Dans Leila et ses frères, Leila fait figure d’insurgée. Elle ne crie pas plus fort que les autres, elle parle depuis un autre lieu. Son corps, son regard, ses gestes viennent trouer la stagnation. Sa lucidité est un handicap dans un monde où seuls les fantasmes de grandeur masculine semblent pouvoir faire office d’horizon. Elle veut reconstruire à hauteur d’humanité ce que le père veut restaurer à hauteur de mythe. Mais le mythe, ici, est corrompu, fossilisé, grotesque : un trône vide, un patriarche sénile, une transmission sabotée par l’orgueil.
La mise en scène, elle aussi, travaille la matière du chaos. C’est un cinéma sans marge blanche, où chaque plan déborde du précédent, où la tension ne cesse de s’auto-alimenter.
Le patriarche, en ce sens, n’est pas un personnage : il est un système. Il est l’État sous sa forme domestique : autoritaire, délirant, mais toujours capable d’imposer sa loi par la culpabilité, l’argent, la tradition et l’imaginaire. En cela, Leila et ses frères ne parle pas seulement d’un pays : il parle de tous les lieux où l’émancipation individuelle est perçue comme une trahison du groupe.
Et pourtant, dans cette saturation, dans cet entassement étouffant de conflits, le film n’est jamais platement démonstratif. Il n’assène pas.
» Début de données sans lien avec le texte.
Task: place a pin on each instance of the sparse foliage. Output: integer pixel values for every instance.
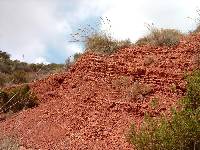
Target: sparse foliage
(17, 99)
(100, 41)
(181, 131)
(161, 37)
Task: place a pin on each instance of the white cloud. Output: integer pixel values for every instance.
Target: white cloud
(128, 17)
(27, 27)
(35, 28)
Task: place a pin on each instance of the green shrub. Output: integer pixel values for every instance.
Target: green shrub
(19, 77)
(181, 131)
(17, 99)
(192, 100)
(161, 37)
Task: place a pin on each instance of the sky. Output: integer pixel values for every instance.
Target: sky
(38, 31)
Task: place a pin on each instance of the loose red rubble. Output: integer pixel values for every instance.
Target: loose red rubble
(80, 108)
Chaque tentative d’ordre, chaque espoir de réconciliation, chaque projet de renouveau est aussitôt reconfiguré en symptôme.
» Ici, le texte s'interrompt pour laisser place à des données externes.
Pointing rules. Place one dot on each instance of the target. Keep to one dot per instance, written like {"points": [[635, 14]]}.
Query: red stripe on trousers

Alors oui, le film peut fatiguer. Il excède. Il étouffe. Il tourne en rond, parfois, jusqu’à l’épuisement, même avec un certain pathos.
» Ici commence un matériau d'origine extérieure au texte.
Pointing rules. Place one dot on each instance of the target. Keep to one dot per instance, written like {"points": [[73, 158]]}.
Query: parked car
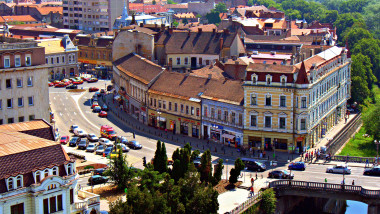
{"points": [[280, 174], [80, 133], [73, 127], [103, 114], [105, 141], [92, 137], [108, 150], [104, 107], [64, 139], [99, 171], [74, 141], [254, 165], [123, 147], [97, 179], [297, 166], [97, 109], [72, 86], [93, 89], [339, 168], [134, 145], [83, 143], [372, 171], [100, 149], [91, 147]]}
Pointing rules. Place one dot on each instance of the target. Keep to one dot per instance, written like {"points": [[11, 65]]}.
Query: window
{"points": [[253, 120], [19, 82], [17, 209], [7, 62], [30, 100], [268, 100], [55, 171], [303, 124], [30, 81], [253, 99], [17, 61], [8, 83], [19, 181], [282, 122], [219, 114], [282, 101], [10, 184], [28, 60], [303, 102], [9, 103], [20, 102], [268, 121]]}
Mais Leila et ses frères, c'est surtout, au fond, un film sur ce qu’il reste quand la famille devient la dernière fiction stable dans un monde qui s’effondre. Une fiction que l’on habite par devoir, par peur, ou par manque d’alternative. Et que l’on continue de jouer, parce qu’il n’y a plus d’autre scène disponible à l'émancipation.